Eurozone inflation confirmed at 0.5pc as pressure piles on Draghi
The shock fall seen in Eurozone inflation in March has been confirmed this morning.
A final revision of Eurozone inflation for March has come in at 0.5 per cent – confirming the four-year low preliminary reading and stoking concerns that the economic area could slip into deflation, as disinflation continues.
Below the European Central Bank one per cent "danger zone" for six months in a row, it'll heap yet more pressure on the central lender to act, and to act swiftly.
Month-on-month, the consumer price index rose 0.9 per cent – below expectations of a 1.0 per cent increase.
Core consumer prices rose 0.7 per cent, just ahead of the 0.8 per cent estimate.
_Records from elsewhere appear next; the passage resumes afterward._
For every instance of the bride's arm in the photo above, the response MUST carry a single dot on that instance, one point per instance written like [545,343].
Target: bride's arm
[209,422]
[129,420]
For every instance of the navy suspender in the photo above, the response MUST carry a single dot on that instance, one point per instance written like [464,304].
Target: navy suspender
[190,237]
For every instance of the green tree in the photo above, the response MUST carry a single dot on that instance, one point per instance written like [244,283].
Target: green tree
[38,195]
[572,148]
The largest upward impacts came from tobacco and restaurants, said Eurostat, which releases the figures. Dairy products also pushed prices up, while vehicle fuel, telecoms and heating oil had the biggest downward impacts.
In the EU, annual inflation was at 0.6 per cent in March, down from 0.8 per cent in February and 1.9 per cent a year earlier.
This week, ECB president Mario Draghi signalled that he might now be heeding fears that the strength of the euro could negatively impact both growth and inflation.
A lower euro could be “crucial to fend off deflation”, says Capital Economics, although action from the ECB is far from certain.